Court registry officers may do some or all of the following:

  • process documents, such as marriage certificates, for the public
  • answer questions from the public about court sittings and legal documents
  • process court orders, court summons (when you are called to come to court), warrants to arrest and notices
  • schedule court hearings
  • swear in witnesses and read out charges
  • document court proceedings for transcriptionists (people who record what is said in court)
  • prepare and maintain case files
  • liaise with police, judges and lawyers.

Useful Experience

Useful experience for court registry officers includes:

  • work as a legal secretary or law clerk, or other work in a law office
  • court work
  • administration work
  • work with the public.

Personal Qualities

Court registry officers need to be:

  • accurate
  • organised
  • able to work well under pressure
  • able to relate to people from a range of cultures
  • able to understand complex information and explain it clearly to members of the public
  • confident and capable in front of a large audience
  • reliable and able to keep information confidential.

Skills

Court registry officers need to have knowledge of:

  • court processes
  • the order of court proceedings
  • legal terms and methods.

Conditions

Court registry officers:

  • usually work regular business hours, but may work evenings if a court hearing is running late
  • work in offices and courtrooms, although collections registry officers work from home.

Court Registry Officers can earn around $43K-$58K per year.

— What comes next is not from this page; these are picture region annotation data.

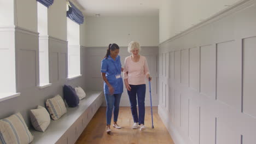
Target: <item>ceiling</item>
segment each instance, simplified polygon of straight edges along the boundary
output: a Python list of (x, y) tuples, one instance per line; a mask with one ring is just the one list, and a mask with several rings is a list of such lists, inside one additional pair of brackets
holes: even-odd
[(160, 0), (73, 0), (87, 16), (158, 16)]

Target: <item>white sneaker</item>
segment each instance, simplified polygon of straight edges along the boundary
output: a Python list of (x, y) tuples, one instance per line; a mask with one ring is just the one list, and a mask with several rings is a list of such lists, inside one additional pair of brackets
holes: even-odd
[(106, 131), (107, 133), (111, 132), (111, 129), (109, 127), (107, 127), (107, 130)]
[(114, 128), (116, 128), (117, 129), (121, 129), (121, 127), (118, 126), (118, 125), (117, 125), (117, 124), (115, 123), (113, 124), (113, 127)]
[(138, 128), (138, 123), (133, 123), (133, 125), (132, 125), (132, 129), (137, 129)]
[(141, 124), (141, 128), (139, 128), (139, 130), (141, 131), (143, 131), (146, 129), (145, 126), (144, 126), (144, 124)]

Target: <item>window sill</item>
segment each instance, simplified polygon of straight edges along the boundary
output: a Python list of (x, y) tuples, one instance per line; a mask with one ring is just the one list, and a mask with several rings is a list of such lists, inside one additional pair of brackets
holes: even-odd
[(0, 93), (0, 101), (2, 101), (7, 99), (9, 99), (13, 98), (16, 97), (20, 95), (20, 93)]
[(51, 83), (40, 83), (38, 87), (40, 89), (43, 89), (51, 86)]
[(77, 77), (81, 77), (82, 75), (69, 75), (68, 77), (67, 78), (68, 80), (71, 80), (73, 79), (74, 79)]

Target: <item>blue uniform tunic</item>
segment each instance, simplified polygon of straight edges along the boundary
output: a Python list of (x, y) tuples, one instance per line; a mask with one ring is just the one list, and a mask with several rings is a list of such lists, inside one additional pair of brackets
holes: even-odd
[[(123, 79), (121, 77), (117, 79), (117, 75), (121, 75), (121, 64), (120, 56), (117, 56), (114, 61), (110, 56), (107, 58), (104, 58), (101, 61), (101, 73), (106, 73), (106, 77), (109, 84), (114, 89), (113, 94), (122, 93), (123, 92)], [(108, 86), (104, 82), (104, 93), (109, 94)]]

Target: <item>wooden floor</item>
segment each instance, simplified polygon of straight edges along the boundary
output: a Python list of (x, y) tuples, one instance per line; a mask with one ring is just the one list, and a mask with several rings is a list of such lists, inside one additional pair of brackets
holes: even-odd
[[(158, 107), (153, 107), (154, 129), (152, 129), (150, 107), (146, 107), (145, 126), (147, 129), (141, 131), (132, 129), (133, 120), (130, 107), (120, 107), (118, 124), (122, 129), (113, 128), (111, 123), (112, 133), (106, 133), (106, 107), (101, 107), (88, 124), (76, 144), (173, 144), (165, 126), (158, 113)], [(113, 116), (112, 116), (113, 119)]]

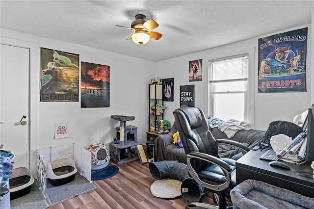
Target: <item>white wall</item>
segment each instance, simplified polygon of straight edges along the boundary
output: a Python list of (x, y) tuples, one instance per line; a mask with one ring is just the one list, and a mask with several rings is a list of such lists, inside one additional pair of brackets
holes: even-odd
[[(31, 170), (36, 171), (36, 149), (75, 143), (87, 148), (95, 142), (108, 146), (119, 122), (111, 115), (134, 116), (127, 125), (138, 127), (138, 140), (146, 141), (148, 87), (156, 63), (82, 46), (1, 28), (1, 42), (30, 48)], [(79, 54), (82, 61), (110, 66), (110, 107), (80, 108), (79, 102), (40, 102), (40, 48)], [(1, 69), (1, 74), (5, 70)], [(70, 136), (54, 139), (54, 124), (69, 123)]]
[[(300, 26), (285, 31), (278, 31), (279, 33), (305, 27), (308, 27), (306, 92), (258, 93), (258, 40), (260, 38), (273, 35), (261, 34), (261, 37), (157, 62), (156, 67), (157, 77), (163, 78), (175, 78), (174, 101), (164, 102), (167, 109), (164, 111), (164, 119), (170, 121), (172, 124), (173, 123), (174, 117), (172, 112), (180, 106), (180, 86), (185, 85), (195, 85), (195, 106), (202, 108), (205, 115), (209, 115), (209, 102), (207, 101), (209, 60), (248, 52), (249, 122), (256, 129), (266, 130), (272, 121), (279, 120), (292, 121), (294, 116), (310, 107), (311, 95), (314, 93), (311, 83), (311, 78), (314, 77), (314, 74), (312, 73), (314, 62), (312, 54), (313, 43), (312, 26)], [(209, 40), (208, 41), (214, 40)], [(203, 80), (189, 82), (189, 62), (199, 59), (203, 59)], [(313, 80), (313, 78), (312, 80)], [(230, 105), (232, 105), (232, 103)]]

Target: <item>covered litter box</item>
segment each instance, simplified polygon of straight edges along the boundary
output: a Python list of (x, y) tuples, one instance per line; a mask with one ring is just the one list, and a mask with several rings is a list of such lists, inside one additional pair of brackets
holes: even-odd
[(28, 194), (33, 183), (34, 178), (29, 169), (25, 167), (14, 168), (10, 177), (11, 200)]
[(74, 160), (69, 158), (52, 161), (47, 164), (47, 179), (53, 186), (73, 181), (77, 172)]
[(102, 143), (95, 143), (88, 149), (92, 154), (92, 170), (105, 168), (109, 164), (109, 149)]

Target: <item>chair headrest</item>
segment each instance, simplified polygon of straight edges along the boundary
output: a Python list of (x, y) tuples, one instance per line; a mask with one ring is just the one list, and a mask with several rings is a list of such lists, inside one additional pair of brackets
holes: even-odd
[(185, 116), (191, 129), (195, 129), (202, 126), (202, 113), (196, 107), (182, 107), (179, 109)]

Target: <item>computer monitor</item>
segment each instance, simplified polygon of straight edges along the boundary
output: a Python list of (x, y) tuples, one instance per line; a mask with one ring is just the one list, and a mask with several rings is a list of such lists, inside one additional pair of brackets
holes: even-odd
[(314, 104), (309, 108), (307, 119), (304, 123), (303, 126), (307, 125), (308, 127), (305, 160), (312, 161), (314, 161)]

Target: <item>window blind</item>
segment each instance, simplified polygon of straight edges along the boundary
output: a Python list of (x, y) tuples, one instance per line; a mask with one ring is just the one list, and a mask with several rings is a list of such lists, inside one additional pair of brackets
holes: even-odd
[(209, 60), (209, 81), (248, 78), (248, 54), (241, 54)]

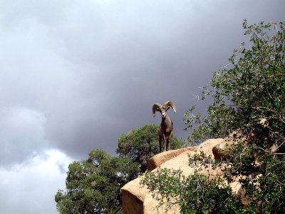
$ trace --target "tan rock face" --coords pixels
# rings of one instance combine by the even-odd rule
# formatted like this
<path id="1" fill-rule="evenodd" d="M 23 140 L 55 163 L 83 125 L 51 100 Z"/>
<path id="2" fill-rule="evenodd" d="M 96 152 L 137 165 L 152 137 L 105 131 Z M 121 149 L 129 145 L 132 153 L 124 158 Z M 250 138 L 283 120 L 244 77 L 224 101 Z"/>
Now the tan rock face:
<path id="1" fill-rule="evenodd" d="M 186 176 L 193 173 L 194 168 L 189 166 L 189 156 L 203 151 L 207 156 L 216 158 L 213 153 L 213 148 L 224 148 L 225 141 L 222 138 L 211 139 L 202 143 L 197 147 L 190 147 L 175 151 L 169 151 L 157 154 L 150 158 L 147 163 L 147 169 L 155 171 L 159 168 L 167 168 L 170 169 L 181 169 Z M 217 150 L 219 151 L 219 150 Z M 221 170 L 211 168 L 209 170 L 202 170 L 202 173 L 209 175 L 210 177 L 220 175 Z M 170 210 L 165 210 L 165 207 L 157 208 L 157 201 L 154 200 L 146 187 L 140 186 L 140 178 L 135 179 L 127 183 L 122 188 L 123 194 L 123 213 L 124 214 L 134 213 L 179 213 L 178 205 L 172 206 Z M 241 189 L 241 185 L 238 182 L 231 183 L 232 190 L 239 195 L 244 193 Z"/>

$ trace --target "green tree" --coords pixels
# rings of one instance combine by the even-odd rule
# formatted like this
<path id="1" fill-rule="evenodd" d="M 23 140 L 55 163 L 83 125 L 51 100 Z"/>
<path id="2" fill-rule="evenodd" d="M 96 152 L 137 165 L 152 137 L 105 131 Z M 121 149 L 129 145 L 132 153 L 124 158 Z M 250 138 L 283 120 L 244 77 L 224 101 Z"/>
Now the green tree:
<path id="1" fill-rule="evenodd" d="M 159 126 L 150 124 L 123 133 L 118 140 L 117 153 L 131 158 L 140 165 L 141 172 L 145 172 L 148 160 L 159 153 L 158 130 Z M 172 136 L 172 149 L 180 148 L 183 145 L 182 140 Z"/>
<path id="2" fill-rule="evenodd" d="M 189 137 L 192 142 L 226 137 L 234 131 L 245 137 L 246 141 L 236 136 L 237 143 L 224 151 L 227 159 L 212 160 L 202 154 L 190 158 L 190 164 L 227 165 L 225 178 L 228 181 L 239 178 L 251 203 L 247 208 L 240 207 L 228 186 L 203 177 L 199 170 L 185 178 L 187 182 L 179 180 L 173 185 L 166 181 L 177 180 L 175 172 L 163 176 L 161 172 L 148 174 L 143 183 L 155 195 L 178 197 L 182 213 L 285 213 L 285 26 L 282 22 L 248 25 L 244 20 L 243 27 L 250 37 L 249 46 L 242 43 L 234 51 L 230 64 L 214 72 L 204 88 L 203 99 L 211 96 L 213 101 L 207 115 L 194 114 L 192 107 L 186 112 L 185 122 L 186 129 L 193 129 Z M 152 181 L 155 179 L 160 182 Z M 189 197 L 188 187 L 195 180 L 200 180 L 203 190 L 190 188 L 195 200 L 184 203 Z M 160 187 L 159 183 L 164 182 Z M 181 185 L 179 191 L 177 185 Z M 223 196 L 219 198 L 221 193 Z M 207 206 L 213 198 L 230 203 L 219 207 L 212 200 L 213 205 Z M 200 205 L 204 201 L 202 212 Z"/>
<path id="3" fill-rule="evenodd" d="M 139 167 L 128 158 L 95 149 L 88 160 L 68 166 L 66 191 L 55 195 L 60 213 L 110 213 L 121 206 L 120 188 L 137 178 Z"/>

Pay for court registry officers varies depending on experience, but they usually earn $43,000 to $58,000 a year.

Source: Ministry of Justice, 2017.

Court registry officers can specialise as collections registry officers.

Collections Registry Officer
Collections registry officers advise people how to pay their fines, and negotiate with the public to collect overdue fines.

Years Of Training

To become a court registry officer you need to have:

  • NCEA Level 2
  • a current driver's licence.

However, employers often prefer you to also have a tertiary qualification such as a certificate in administration.